The shakeup we charted over the past few years has helped change the debate over what is truly charitable, and especially vaulted into the spotlight the role of donor-advised funds.
It’s essential in our role as journalists to provide analysis of the most consequential changes in how modern philanthropy works — in this case, to focus on those charities that directly carry out essential missions.
This year’s list is based on the cash and stock that charities receive from individuals, foundations, and corporations — and omits organizations that raise most of their money through donor-advised funds. Those contributions are continuing to grow fast: Fidelity Charitable raised $6.8 billion last year, far outpacing the $3.5 billion United Ways across the country brought in. We took the same approach with community foundations, counting only the dollars they put to use and the money earmarked for their own funds.
We also focused exclusively on cash and stock because that money comes directly from individuals. Donated goods and products are also vital to many charities, but most of those are made at the discretion of an elite group of corporate executives and therefore not a direct way to validate the public’s support for a specific charity.
More about the new list’s approach and far more data are available online at philanthropy.com. Chronicle editors Drew Lindsay, Brian O’Leary, and Ron Coddington took the lead in shaping the approach and poring over numbers submitted by nonprofits nationwide. They had help from many other colleagues in the Chronicle newsroom, especially Tyler Davis, Heather Joslyn, Tim Sandoval, and Scott Seymour. We recognize that the changes we are making will bring cheers from some quarters of the nonprofit world and howls from others, and we welcome all of your feedback on how we can make our rankings more valuable. Drop me a line at stacy.palmer@philanthropy.com.
It’s not just the new version of the fundraising rankings that has me thinking back to the Chronicle’s earliest days. This issue’s opinion section opens with a reflection by Ted Turner on the impact of his $1 billion gift to the United Nations.
Six years before Turner announced his history-making pledge, he summoned Phil Semas, the Chronicle’s founding editor, and me to his suite at the Four Seasons in Washington.

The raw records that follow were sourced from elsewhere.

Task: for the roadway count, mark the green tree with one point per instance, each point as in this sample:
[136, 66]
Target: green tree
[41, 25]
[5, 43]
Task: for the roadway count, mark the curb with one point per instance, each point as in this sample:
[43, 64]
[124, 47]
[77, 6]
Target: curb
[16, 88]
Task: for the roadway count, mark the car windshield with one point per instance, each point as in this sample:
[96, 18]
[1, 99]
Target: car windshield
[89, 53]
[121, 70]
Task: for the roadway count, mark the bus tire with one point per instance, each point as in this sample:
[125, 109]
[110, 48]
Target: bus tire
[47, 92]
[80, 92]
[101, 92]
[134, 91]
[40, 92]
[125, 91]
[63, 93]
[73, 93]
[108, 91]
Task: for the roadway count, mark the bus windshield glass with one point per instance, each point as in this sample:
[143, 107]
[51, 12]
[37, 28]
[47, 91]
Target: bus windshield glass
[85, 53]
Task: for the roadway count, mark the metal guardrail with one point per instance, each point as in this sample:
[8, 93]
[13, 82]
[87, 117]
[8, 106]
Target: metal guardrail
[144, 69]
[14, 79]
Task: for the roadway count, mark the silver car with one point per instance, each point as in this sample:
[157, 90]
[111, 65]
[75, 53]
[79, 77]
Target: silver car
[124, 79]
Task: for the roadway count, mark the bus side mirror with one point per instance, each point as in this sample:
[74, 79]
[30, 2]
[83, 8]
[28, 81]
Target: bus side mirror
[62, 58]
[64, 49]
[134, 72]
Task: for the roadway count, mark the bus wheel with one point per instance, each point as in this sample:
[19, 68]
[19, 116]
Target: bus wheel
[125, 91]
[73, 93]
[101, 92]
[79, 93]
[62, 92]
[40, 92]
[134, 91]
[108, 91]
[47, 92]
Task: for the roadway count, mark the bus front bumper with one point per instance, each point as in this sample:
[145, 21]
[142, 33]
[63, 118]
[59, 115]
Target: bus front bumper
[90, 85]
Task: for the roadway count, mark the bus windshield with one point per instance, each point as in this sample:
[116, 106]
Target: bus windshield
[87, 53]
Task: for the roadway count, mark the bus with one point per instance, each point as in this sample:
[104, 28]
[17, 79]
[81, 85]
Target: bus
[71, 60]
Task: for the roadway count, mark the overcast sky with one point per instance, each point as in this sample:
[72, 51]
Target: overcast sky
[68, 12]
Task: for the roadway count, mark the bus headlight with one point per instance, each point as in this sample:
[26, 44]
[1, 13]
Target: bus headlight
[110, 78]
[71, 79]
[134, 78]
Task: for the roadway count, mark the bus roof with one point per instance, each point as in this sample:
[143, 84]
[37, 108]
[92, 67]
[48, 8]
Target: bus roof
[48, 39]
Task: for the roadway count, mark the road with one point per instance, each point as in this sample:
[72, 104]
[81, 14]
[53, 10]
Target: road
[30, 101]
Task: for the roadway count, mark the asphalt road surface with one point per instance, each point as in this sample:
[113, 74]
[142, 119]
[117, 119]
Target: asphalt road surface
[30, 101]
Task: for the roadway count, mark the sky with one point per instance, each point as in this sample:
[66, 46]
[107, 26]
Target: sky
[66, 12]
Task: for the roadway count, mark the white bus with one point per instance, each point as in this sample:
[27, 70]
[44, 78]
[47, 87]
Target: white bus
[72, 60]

He asked us to consider starting a new ranking — one that would be the equivalent of the Forbes 400 in status but that would honor wealthy people who were giving away big chunks of their fortune.
The obsession so many affluent people had with ranking high on the Forbes list, he worried, was giving billionaires incentives only to accumulate money, not to give it away.
His idea and inspiration are the key reason that we now publish the Philanthropy 50 list of the biggest American donors. And without a doubt, the total dollars contributed by America’s billionaires has been on the rise ever since the day Ted Turner stunned the world by announcing on the spur of the moment that he was giving big to help improve the lives of people everywhere.